Tetaaapi....ada tapinya nih...untuk wanita bangsawan, biasanya mereka memiliki hamba, dan biasanya jumlahnya 2 orang. Nah, si hamba-hamba ini bisa dibawa tidur juga oleh suaminya itu. Jadi kami sempat berkelakar dengan Bapa Raja, bahwa beliau memberi 100 ekor kuda tidak rugi juga, karena "beli 1 dapat 3" hahaha...
Ada lagi yang lebih unik, yaitu dikarenakan budaya patrilineal yang kuat, maka menjadi seorang wanita di bumi Sumba agak-agak memprihatinkan. Karena menurut adat Merapu, seorang gadis harus menerima lelaki (calon suami) yang sudah memberikan belis kepada keluarganya. Jika ia tidak suka, ia harus punya calon lain yang mau membawanya lari dan menebus belis tersebut. Namun jika tidak ada, maka ia tidak punya jalan lain, harus mau dipaksa tidur oleh si lelaki tersebut. Caranya cukup kejam, karena si gadis akan dimasukkan kedalam kamar dengan lelaki tersebut, dan si lelaki diperbolehkan berbuat apa saja untuk meniduri si gadis sampai berhasil...duuh...kasian yaa...

Tipikal wanita Sumba sendiri menurut saya manis-manis, rambut lurus kecoklatan, mata almond dengan bulu mata yang lentik dan kulit kecoklatan yang indah. Saya kira masih ada garis portugisnya, dan entah campuran dari mana lagi. Hampir setiap wanita yang saya temui memiliki kecantikan khas mereka masing-masing. Tak heranlah kalau begitu, mengapa lelaki Sumba tidak rela melepaskan wanita Sumba, sampai-sampai sudah umum mereka memberikan belis bahkan saat calon istrinya masih dalam kandungan! Cuma ya itu tadi, ga ku-ku patrilistiknya itu lho. Untuk lebih jelasnya tentang adat istiadat suku Sumba, saya ditawari buku "Perempuan dan Belis" di Bappeda Sumba Timur. Sayang, belum sempat membeli buku tersebut, rombongan kami harus segera kembali ke Jakarta.

Di Sumtim ini saya juga diperlihatkan tanaman "Sentigi" yang tumbuh liar di tepi jalan.

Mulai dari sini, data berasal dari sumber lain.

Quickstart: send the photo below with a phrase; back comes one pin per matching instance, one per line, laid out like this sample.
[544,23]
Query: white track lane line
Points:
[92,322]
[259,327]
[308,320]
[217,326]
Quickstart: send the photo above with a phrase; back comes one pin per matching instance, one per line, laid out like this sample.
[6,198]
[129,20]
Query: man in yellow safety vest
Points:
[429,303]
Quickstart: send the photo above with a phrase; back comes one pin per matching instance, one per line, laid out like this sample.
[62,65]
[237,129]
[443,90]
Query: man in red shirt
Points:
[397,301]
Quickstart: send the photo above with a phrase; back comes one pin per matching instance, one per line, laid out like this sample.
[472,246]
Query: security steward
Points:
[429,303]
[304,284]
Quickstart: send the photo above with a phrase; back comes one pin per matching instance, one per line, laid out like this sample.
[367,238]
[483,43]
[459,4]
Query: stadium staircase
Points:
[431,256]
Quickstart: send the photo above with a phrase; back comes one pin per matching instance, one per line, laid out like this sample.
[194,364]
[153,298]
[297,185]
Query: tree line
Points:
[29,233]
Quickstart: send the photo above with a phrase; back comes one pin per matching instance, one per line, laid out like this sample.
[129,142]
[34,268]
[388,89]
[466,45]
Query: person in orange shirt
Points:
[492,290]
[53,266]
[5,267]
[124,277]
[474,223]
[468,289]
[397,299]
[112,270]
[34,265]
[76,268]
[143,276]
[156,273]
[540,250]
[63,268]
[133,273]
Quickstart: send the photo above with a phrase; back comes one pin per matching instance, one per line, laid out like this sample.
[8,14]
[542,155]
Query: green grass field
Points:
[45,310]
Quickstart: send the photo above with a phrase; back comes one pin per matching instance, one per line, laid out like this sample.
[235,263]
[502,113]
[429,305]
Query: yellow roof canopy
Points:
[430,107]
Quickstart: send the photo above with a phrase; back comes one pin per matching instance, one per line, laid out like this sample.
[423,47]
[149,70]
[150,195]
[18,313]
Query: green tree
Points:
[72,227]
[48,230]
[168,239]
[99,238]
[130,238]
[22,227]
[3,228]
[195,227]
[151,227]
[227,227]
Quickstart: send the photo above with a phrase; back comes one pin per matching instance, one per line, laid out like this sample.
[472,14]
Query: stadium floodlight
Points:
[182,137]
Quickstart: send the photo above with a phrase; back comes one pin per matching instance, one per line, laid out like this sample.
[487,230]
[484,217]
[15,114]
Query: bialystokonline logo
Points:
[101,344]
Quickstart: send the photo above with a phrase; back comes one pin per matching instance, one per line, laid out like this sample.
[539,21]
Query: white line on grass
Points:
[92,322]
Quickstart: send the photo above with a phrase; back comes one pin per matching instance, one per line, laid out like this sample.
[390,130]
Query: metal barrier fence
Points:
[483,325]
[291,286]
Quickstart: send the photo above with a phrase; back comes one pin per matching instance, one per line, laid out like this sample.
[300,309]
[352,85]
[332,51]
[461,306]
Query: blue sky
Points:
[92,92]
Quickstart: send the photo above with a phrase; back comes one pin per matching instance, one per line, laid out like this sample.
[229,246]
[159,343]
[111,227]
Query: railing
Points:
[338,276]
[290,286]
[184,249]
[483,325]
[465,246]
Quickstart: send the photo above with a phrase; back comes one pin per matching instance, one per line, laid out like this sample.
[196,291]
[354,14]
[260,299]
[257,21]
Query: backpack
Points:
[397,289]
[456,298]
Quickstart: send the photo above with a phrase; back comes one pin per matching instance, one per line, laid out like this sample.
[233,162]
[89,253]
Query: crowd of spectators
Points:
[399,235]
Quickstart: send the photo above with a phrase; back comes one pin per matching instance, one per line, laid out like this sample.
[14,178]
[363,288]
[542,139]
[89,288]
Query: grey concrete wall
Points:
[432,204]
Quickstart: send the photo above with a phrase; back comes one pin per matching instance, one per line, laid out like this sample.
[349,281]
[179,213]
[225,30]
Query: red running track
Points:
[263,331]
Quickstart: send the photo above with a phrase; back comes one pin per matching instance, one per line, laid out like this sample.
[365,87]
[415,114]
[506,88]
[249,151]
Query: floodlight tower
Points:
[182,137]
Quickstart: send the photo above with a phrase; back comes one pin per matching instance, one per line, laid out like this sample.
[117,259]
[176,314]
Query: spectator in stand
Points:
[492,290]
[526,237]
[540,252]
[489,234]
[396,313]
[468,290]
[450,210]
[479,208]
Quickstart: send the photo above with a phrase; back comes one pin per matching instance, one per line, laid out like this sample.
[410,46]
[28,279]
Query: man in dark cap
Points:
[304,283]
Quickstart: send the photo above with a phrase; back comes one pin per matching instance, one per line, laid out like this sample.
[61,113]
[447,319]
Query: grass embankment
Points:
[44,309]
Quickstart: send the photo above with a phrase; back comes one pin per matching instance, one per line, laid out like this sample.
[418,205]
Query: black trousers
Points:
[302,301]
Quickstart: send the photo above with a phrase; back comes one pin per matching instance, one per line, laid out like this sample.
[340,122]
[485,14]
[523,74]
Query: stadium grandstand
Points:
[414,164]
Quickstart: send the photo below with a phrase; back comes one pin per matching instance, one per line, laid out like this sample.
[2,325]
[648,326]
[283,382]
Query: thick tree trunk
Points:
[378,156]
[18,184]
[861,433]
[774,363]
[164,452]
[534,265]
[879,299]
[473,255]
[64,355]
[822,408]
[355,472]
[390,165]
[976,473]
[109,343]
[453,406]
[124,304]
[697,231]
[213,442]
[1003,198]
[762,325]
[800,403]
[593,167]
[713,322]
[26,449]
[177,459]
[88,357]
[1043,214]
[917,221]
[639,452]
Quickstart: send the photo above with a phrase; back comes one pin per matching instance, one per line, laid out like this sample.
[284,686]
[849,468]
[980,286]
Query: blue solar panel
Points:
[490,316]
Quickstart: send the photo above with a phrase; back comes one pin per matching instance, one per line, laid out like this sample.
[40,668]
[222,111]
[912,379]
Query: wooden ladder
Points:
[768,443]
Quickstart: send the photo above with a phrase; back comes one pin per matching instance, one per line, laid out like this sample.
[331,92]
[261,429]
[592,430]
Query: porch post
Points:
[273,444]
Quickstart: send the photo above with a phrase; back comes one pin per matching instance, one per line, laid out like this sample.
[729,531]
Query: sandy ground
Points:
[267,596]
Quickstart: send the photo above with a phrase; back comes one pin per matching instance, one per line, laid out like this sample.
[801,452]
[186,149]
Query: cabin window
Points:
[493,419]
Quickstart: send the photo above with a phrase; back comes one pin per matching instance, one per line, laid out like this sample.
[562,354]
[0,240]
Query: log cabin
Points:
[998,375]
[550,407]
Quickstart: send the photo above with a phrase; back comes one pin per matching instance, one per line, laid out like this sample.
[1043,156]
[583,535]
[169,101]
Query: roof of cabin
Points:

Konon, di Jakarta, harga tanaman ini bisa mencapai 20 jutaan! hii...permainan apa pula ini....pohon liar kok jadi mahal banget ya...masak ongkos kargo sampai segitunya...wakakakak...

Sungguh, saya sangat terkesan dengan bumi Sumba ini, terkesan dengan kehijauan padang rumputnya, dengan keramahan orang-orangnya dan keunikan budayanya. Jika umur masih ada, pastinya kunjungan saya ini tak akan menjadi kunjungan yang pertama dan terakhir. Mudah-mudahan April saya bisa ke sana lagi, untuk mengetahui kondisi real yang sesungguhnya, karena sungguh, Sumtim yang saya kunjungi kemarin ini, betul-betul unbelievable...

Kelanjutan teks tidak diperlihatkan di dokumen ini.